Each year, the Maxwell Award is awarded to the best player in college football. Won recently by players like A.J. McCarron of Alabama and Andrew Luck of Stanford, there is a high amount of prestige that goes along with being dubbed the best player in the country.
In a stretch from 1999 to 2002, three Big 10 players took home the award, but the conference has been in a drought ever since. The 2014 watch list consists of 10 players from the Big 10, including Northwestern Wildcats running back Venric Mark, who has an opportunity to bounce back after an injury-plagued 2013 season and make a run at the Maxwell Award.
Mark was part of Northwestern’s embarrassing 2013 season, but it wasn’t because of a lack of performance, as went the story for the rest of the team. Mark played through only three games last season with an ankle injury before hanging up the cleats for the final six games of the season.

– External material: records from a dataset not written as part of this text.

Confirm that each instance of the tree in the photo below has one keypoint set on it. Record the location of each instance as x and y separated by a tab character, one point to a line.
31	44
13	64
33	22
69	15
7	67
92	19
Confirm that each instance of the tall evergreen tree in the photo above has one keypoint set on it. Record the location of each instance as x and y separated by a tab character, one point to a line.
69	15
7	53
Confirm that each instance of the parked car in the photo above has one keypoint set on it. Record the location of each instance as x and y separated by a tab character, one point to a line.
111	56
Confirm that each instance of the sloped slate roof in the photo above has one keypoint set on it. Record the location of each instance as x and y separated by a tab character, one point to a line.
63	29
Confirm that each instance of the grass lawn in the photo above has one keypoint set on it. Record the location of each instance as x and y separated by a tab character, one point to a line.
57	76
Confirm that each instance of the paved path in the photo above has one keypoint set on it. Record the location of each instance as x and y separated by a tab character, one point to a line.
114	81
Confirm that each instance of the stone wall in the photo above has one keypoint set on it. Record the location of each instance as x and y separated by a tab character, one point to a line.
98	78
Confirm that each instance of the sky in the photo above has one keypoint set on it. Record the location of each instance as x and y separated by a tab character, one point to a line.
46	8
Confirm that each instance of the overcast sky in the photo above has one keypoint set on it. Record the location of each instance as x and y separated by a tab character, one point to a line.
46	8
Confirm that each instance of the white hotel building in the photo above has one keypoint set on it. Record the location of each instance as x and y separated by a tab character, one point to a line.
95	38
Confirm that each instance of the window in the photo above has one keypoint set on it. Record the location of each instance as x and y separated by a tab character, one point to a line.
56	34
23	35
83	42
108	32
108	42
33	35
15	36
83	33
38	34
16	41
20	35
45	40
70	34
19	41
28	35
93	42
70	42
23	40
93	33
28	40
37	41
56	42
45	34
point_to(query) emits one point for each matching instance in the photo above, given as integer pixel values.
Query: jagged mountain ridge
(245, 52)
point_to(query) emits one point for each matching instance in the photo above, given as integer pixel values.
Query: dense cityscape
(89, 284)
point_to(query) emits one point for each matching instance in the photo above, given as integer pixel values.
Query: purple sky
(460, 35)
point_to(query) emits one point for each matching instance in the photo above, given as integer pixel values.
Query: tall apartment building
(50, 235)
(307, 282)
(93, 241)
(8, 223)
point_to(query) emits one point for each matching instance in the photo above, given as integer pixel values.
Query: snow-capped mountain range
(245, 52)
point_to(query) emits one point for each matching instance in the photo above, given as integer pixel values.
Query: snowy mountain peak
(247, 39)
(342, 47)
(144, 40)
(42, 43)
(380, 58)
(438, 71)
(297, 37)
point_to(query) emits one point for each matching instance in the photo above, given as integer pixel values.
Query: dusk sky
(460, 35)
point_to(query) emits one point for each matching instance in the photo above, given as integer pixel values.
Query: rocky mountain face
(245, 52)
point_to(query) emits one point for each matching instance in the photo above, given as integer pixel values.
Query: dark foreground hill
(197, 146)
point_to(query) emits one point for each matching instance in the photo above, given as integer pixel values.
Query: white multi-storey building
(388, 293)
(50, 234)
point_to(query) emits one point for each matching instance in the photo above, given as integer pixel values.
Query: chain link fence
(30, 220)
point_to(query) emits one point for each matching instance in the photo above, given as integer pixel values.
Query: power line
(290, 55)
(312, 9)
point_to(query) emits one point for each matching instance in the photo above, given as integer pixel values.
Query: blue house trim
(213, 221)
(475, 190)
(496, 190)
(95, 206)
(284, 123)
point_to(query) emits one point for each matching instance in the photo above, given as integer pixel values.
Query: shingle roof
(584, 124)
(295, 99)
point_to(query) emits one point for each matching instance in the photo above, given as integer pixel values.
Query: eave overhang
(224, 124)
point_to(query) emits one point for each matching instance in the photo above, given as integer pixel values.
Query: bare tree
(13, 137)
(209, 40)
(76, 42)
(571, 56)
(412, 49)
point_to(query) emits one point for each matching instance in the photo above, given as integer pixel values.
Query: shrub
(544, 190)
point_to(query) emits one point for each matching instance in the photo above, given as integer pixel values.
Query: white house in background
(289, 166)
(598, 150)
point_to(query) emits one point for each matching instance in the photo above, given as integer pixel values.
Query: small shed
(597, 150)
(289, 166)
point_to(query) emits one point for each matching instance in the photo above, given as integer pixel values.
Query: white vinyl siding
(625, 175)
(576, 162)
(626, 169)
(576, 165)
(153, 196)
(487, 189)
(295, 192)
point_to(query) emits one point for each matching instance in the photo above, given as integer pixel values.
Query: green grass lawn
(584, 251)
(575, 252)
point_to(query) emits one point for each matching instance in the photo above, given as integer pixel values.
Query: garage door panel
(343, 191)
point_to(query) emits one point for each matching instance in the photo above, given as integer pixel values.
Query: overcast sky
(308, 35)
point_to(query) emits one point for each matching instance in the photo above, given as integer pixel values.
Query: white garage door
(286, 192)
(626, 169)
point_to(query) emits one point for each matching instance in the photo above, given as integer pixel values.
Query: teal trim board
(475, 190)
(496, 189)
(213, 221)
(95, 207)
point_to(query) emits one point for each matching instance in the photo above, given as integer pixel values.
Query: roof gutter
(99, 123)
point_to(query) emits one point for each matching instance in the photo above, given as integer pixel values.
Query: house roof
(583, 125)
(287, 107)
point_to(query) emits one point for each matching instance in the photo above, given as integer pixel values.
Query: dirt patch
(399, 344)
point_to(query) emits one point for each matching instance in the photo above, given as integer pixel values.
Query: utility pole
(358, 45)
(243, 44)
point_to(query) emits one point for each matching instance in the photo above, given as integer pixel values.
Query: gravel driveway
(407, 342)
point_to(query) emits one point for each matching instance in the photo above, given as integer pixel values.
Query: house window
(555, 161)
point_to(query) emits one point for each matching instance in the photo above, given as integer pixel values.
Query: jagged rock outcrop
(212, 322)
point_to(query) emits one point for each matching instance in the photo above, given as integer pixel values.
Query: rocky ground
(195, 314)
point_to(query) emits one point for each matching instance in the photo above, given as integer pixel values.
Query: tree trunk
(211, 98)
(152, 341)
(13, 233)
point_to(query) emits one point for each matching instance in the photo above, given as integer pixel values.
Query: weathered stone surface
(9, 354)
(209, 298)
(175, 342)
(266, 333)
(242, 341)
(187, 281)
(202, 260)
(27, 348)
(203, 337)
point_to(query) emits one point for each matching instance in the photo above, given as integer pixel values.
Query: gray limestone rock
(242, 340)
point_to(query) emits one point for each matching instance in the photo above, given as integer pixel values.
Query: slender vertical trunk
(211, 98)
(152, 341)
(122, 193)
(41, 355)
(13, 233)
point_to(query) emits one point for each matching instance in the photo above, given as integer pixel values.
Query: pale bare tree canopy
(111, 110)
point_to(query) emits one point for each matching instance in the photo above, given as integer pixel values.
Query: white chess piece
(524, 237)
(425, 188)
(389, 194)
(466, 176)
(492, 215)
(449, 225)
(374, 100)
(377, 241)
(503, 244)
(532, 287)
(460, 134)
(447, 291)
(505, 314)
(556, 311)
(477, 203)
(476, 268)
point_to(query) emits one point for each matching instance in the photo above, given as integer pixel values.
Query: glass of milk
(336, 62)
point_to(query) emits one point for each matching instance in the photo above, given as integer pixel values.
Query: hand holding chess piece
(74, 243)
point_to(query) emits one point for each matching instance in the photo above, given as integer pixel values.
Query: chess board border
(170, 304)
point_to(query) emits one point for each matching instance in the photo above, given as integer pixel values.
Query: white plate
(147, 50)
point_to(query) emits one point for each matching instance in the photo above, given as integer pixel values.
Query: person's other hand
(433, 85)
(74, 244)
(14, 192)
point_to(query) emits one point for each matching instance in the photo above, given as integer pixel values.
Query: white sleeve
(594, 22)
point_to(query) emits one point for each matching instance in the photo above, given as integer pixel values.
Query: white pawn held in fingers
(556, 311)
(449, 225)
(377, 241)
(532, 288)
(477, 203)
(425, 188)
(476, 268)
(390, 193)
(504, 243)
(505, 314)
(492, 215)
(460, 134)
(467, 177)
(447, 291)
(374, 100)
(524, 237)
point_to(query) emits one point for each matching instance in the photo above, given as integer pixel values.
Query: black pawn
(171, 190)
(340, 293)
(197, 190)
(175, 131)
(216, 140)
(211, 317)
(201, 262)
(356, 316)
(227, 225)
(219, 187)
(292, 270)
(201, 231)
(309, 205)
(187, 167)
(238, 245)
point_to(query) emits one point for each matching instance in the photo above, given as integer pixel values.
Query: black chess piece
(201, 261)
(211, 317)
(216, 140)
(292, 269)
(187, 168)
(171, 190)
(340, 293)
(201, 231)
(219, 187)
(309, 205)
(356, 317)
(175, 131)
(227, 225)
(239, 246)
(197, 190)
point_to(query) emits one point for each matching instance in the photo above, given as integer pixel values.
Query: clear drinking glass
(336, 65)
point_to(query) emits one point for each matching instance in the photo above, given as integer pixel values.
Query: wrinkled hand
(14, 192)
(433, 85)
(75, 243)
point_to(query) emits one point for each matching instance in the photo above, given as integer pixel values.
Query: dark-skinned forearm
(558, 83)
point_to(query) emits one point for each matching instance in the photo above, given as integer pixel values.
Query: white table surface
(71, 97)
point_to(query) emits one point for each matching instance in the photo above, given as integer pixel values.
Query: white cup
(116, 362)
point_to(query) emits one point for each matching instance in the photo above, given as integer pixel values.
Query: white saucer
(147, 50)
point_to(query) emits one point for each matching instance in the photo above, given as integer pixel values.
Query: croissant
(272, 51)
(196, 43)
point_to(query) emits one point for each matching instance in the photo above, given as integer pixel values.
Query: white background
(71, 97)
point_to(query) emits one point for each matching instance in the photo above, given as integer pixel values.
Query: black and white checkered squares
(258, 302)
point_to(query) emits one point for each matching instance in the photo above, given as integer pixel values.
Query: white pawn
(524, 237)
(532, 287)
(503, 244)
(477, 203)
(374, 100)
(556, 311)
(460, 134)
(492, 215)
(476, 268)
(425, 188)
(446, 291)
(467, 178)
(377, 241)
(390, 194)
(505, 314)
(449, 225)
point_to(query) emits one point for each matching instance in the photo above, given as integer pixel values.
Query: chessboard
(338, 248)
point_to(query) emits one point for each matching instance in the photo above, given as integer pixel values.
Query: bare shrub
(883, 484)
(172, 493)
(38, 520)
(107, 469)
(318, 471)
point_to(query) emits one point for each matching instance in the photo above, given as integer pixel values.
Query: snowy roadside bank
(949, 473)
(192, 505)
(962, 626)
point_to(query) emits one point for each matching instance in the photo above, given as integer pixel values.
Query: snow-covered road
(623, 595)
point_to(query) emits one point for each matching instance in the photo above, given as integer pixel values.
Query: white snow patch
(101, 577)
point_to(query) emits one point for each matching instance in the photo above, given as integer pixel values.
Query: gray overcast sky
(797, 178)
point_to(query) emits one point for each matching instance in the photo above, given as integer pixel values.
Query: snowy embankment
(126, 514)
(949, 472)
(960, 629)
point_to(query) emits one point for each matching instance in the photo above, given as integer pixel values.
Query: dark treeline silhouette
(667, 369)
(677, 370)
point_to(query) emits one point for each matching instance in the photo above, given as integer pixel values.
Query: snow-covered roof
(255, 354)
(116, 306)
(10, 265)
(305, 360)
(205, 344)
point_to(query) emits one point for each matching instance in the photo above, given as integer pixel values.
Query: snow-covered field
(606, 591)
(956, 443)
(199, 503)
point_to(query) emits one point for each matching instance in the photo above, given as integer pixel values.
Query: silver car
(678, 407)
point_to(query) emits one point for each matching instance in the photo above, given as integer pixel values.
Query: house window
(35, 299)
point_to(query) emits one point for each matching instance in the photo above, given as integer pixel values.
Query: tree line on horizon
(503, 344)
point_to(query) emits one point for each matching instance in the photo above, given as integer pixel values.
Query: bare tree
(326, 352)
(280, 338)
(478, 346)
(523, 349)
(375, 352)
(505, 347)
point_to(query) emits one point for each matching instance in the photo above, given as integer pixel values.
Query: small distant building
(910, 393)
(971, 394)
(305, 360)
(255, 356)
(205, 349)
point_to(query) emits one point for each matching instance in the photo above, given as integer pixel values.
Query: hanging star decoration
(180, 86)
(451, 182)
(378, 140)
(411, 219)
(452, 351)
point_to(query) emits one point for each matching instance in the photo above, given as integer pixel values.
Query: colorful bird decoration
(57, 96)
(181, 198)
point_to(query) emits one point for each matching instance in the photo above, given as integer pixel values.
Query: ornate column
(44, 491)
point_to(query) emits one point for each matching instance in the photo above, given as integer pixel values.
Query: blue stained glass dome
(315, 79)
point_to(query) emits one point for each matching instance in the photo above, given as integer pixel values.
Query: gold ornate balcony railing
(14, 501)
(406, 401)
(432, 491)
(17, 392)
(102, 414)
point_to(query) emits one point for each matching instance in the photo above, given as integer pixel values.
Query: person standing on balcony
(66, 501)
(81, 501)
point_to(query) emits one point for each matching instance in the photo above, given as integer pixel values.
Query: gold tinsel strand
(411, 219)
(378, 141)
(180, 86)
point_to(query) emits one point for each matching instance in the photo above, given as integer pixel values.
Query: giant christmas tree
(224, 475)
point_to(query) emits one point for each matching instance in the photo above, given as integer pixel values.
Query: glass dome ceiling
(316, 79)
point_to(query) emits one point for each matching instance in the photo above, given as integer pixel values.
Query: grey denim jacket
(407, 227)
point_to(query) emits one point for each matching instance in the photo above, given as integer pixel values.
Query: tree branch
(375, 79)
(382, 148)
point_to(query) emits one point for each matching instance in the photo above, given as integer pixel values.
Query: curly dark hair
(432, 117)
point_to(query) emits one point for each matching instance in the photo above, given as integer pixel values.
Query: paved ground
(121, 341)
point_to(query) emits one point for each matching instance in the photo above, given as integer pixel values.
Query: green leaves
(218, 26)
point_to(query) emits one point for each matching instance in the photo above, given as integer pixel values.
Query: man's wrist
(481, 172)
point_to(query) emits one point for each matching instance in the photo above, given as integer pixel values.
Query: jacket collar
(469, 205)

But if you take a look back at his 2012 season, you can clearly see where the real potential lies. His 1,366 yards on 226 carries let the country know that Northwestern had a big-time playmaker in its backfield, and shame on anyone who may have forgotten since.
Mark is a dark horse candidate because he isn’t even the best running back in the Big 10 right now. That honor either belongs to Wisconsin‘s Melvin Gordon and Nebraska‘s Ameer Abdullah. However, Mark has the perfect opportunity in front of him to explode through this 2014 season with some mind-boggling numbers.
Northwestern will have one of the best run blocking units in the country with 99 combined career starts on the offensive line, including three seniors who proved in 2013 what they’re capable of doing in the run game. That is going to help Mark tremendously as he attempts to bounce back for a healthy 2014 campaign.
And while everyone wants to see quarterback Trevor Siemian make something of himself in the Northwestern offense, quarterback protection has been a big problem for the Wildcats in recent years. Mark will often be the best option for Northwestern.
Even at full health and full capacity, though, Mark will likely be limited to working on the ground. It would be nice to see him become more of a threat out of the backfield in the passing game, but that hasn’t really been the case during his time at Northwestern. It isn’t a make-or-break sort of deal, but it would potentially be able to set him apart from other top competitors if he reaches that status this season.
There are quite a few “ifs” right now concerning Mark and what he’ll look like this season, but if he is able to bounce back completely and build off a spectacular 2012 performance, this guy is going to be in the discussion for many awards come the end of the season, including the Maxwell Award.